Ils sont descendus dans la rue, les ouvriers de Caterpillar, de la région grenobloise, que cette société multinationale (production d’engins de chantier) veut liquider. Ceux de Rhodia, de Sanofi, les travailleurs de l’automobile, mais dans chaque rassemblement, dans les villes les plus modestes, où l’on a manifesté aussi en plus grand nombre, les banderoles des syndicats des entreprises locales côtoient celles des enseignants, des travailleurs de la santé. Et dans les rangs des manifestants, des hommes et des femmes participent à leur première manif, n’imaginaient même pas devoir un jour battre le pavé contre l’injustice sociale. Combien sont-ils ces primo-manifestants, clercs de notaires, secrétaires dans des PME qui, faute de disposer d’une force syndicale, ont posé des RTT pour aller manifester ? Les sondages indiquent, les uns après les autres, que la majorité des Français soutiennent les manifestations contre la politique du gouvernement et, pour beaucoup, sont prêts à y participer. Une tendance qui va crescendo, le dernier en date, de l’IFOP, estimait à la veille du 19 mars que la journée de mobilisation était soutenue par 78 % des Français. La journée de jeudi a confirmé cette évaluation.
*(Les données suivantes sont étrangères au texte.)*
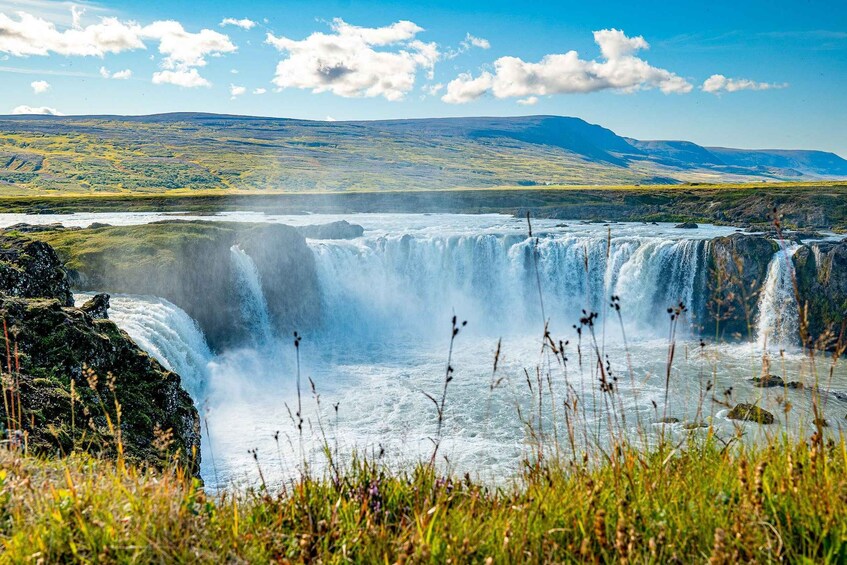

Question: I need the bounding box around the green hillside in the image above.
[1,114,845,195]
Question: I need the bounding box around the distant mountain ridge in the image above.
[0,113,844,193]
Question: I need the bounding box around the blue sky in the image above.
[1,0,845,155]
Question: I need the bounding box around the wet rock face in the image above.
[705,234,778,339]
[36,221,321,351]
[297,220,365,240]
[793,240,847,348]
[0,234,200,472]
[0,235,73,306]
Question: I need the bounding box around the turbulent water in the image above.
[35,212,847,490]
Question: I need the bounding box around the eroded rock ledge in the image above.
[0,233,200,472]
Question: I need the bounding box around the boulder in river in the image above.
[727,403,775,424]
[750,375,785,388]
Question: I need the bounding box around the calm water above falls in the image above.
[55,212,847,490]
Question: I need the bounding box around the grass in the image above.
[2,435,847,562]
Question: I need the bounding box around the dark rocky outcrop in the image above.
[675,222,698,229]
[0,235,74,306]
[80,292,110,319]
[33,221,320,350]
[727,403,775,424]
[0,234,200,471]
[705,234,778,339]
[297,220,365,240]
[793,240,847,348]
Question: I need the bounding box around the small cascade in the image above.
[230,245,274,344]
[75,293,213,397]
[756,245,801,350]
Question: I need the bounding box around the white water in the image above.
[58,213,847,491]
[756,246,801,351]
[230,245,274,346]
[74,293,212,397]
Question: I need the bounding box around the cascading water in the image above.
[756,245,801,350]
[310,233,711,339]
[230,245,274,345]
[74,293,213,397]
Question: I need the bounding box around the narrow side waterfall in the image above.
[309,234,711,339]
[75,293,213,396]
[756,245,801,350]
[230,245,274,344]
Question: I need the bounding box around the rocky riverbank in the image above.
[0,233,200,471]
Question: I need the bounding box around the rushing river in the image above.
[4,212,845,490]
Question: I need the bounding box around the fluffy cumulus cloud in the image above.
[442,29,692,103]
[701,74,788,94]
[0,9,236,87]
[0,11,145,56]
[252,87,266,94]
[11,104,63,115]
[266,18,438,101]
[230,83,246,98]
[517,96,538,106]
[30,79,49,93]
[219,18,256,30]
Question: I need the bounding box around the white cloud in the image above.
[0,9,236,88]
[99,66,132,79]
[0,11,145,56]
[266,18,438,101]
[517,96,538,106]
[422,82,444,96]
[30,79,49,93]
[325,115,336,121]
[141,20,236,70]
[11,104,63,115]
[464,33,490,50]
[220,18,256,30]
[444,32,491,59]
[441,71,493,103]
[230,83,246,98]
[702,74,788,93]
[152,68,210,87]
[442,28,692,103]
[252,87,266,94]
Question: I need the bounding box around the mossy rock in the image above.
[727,403,775,425]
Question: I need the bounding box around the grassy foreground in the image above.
[2,435,846,563]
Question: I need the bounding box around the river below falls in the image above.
[3,211,844,491]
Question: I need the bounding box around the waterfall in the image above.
[309,233,711,339]
[75,293,213,396]
[230,245,274,344]
[756,245,801,350]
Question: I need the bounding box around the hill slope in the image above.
[0,113,844,194]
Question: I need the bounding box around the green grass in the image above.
[2,435,847,563]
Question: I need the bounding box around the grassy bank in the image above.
[1,181,847,231]
[2,435,846,563]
L’unité syndicale, réaffirmée, a puissamment contribué à la dynamique. Ils se rencontrent dès vendredi à onze heures pour déterminer la suite du mouvement. Les responsables des confédérations auront analysé les réactions du gouvernement, dont l’intransigeance face aux revendications salariales n’a guère découragé le mouvement social, bien au contraire. Le soutien affirmé de la gauche affirmée dans un texte commun a aussi contribué à cette dynamique. Fait nouveau, ces manifestations ont été l’occasion d’une présence remarquée du Front de gauche crée à l’initiative du PCF et du Parti de Gauche.